Diese Datenübermittlungsvereinbarung („DÜV“) wird von und zwischen Celartem, Inc., handelnd unter dem Namen Extensis („Extensis“), und dem Kunden von [Extensis Online Services] („Kunde“) geschlossen, soweit der Kunde personenbezogene Daten an Extensis übermittelt oder Extensis den Zugriff auf personenbezogene Daten gestattet, die sich in einem Rechtsraum befinden, der besondere Schutzmaßnahmen für die Übermittlung von Informationen über internationale Grenzen hinweg erfordert, wie zum Beispiel der Europäische Wirtschaftsraum („EWR“).

  1. Allgemeines. Die Parteien vereinbaren, dass sie für jeden nicht unten aufgeführten Rechtsraum, der besondere Schutzmaßnahmen für die internationale Datenübermittlung vorschreibt, hiermit die EWR-Standardvertragsklauseln für die Übermittlung personenbezogener Daten aus diesem Rechtsraum einhalten, sofern nichts anderes schriftlich vereinbart wird.

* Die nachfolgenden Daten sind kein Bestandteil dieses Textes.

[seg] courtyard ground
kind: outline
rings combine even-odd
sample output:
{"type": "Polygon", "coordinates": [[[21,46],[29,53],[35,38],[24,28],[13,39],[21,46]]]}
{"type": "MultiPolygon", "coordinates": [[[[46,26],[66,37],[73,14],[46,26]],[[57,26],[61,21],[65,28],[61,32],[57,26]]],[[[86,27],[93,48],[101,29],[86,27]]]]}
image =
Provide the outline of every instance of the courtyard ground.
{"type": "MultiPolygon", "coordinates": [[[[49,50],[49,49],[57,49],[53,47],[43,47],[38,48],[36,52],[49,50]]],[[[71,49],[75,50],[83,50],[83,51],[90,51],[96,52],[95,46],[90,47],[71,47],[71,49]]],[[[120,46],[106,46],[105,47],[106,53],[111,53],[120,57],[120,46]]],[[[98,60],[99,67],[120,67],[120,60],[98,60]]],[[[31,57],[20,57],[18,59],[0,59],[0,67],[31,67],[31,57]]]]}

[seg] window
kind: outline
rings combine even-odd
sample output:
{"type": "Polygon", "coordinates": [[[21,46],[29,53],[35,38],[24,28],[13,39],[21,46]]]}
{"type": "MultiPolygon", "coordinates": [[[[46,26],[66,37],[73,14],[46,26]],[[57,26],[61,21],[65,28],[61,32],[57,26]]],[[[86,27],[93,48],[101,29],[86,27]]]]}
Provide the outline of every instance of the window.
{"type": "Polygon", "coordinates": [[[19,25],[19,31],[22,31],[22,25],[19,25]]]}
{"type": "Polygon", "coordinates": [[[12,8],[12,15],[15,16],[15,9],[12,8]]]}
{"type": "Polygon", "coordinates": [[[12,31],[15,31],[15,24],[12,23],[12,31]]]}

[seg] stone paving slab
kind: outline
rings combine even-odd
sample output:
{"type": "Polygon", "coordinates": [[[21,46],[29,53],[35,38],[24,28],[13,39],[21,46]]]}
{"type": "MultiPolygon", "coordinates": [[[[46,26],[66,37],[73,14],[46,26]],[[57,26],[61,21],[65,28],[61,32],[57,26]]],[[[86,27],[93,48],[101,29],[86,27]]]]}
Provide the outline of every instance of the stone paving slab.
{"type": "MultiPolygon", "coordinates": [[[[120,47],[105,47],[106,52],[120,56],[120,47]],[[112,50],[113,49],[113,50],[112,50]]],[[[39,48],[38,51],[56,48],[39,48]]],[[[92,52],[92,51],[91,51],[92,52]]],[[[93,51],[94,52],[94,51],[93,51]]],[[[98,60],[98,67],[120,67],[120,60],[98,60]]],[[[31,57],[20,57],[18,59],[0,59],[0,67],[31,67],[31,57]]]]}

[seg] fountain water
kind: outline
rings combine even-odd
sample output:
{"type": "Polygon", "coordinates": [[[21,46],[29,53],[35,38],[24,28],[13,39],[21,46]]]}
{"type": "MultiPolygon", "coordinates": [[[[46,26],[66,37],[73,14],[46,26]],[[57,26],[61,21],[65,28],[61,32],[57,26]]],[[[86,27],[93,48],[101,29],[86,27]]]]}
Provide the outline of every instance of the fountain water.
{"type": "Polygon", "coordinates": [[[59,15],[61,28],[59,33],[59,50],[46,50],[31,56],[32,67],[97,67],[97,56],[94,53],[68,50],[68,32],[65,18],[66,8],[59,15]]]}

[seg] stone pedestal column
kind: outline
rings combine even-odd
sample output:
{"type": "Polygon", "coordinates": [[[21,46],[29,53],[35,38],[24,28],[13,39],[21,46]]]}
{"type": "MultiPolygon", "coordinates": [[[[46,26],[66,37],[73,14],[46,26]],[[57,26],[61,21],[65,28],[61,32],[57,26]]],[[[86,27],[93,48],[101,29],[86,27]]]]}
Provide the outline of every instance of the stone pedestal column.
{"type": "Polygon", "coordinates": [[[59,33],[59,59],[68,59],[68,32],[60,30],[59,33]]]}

  2. Beschreibung der Verarbeitung und des Status der Parteien. In Anlage 1 ist der Status der Parteien nach dem einschlägigen Datenschutzrecht für jede für die Services relevante Verarbeitungsaktivität aufgeführt.
  3. Europäischer Wirtschaftsraum.
    1. EWR -Standardvertragsklauseln“ bezeichnet die Standardvertragsklauseln der Europäischen Union für die internationale Übermittlung aus dem Europäischen Wirtschaftsraum in Drittländer, Durchführungsbeschluss (EU) 2021/914 der Kommission vom 4. Juni 2021.
    2. Für die Übermittlung von Daten aus dem EWR, die nicht Gegenstand eines Angemessenheitsbeschlusses oder einer Ausnahmeregelung sind, nehmen die Parteien hiermit die EWR-Standardvertragsklauseln durch Verweis auf und erklären sich ferner mit den EWR-Standardvertragsklauseln einverstanden und an diese gebunden. Die Parteien verpflichten sich zur Auswahl der folgenden Optionen, die durch die EWR-Standardvertragsklauseln bereitgestellt werden.
      1. Controller-to-Controller-Informationen (Verantwortlicher zum Verantwortlichen) bei der internationalen Datenübermittlung
        • Klausel 11(a), Modul 1: Die Parteien wählen nicht die Option der unabhängigen Streitbeilegung.
        • Klausel 17, Modul 1: Die Parteien wählen Option 1. Die Parteien vereinbaren, dass die Gerichtsbarkeit in Irland liegt.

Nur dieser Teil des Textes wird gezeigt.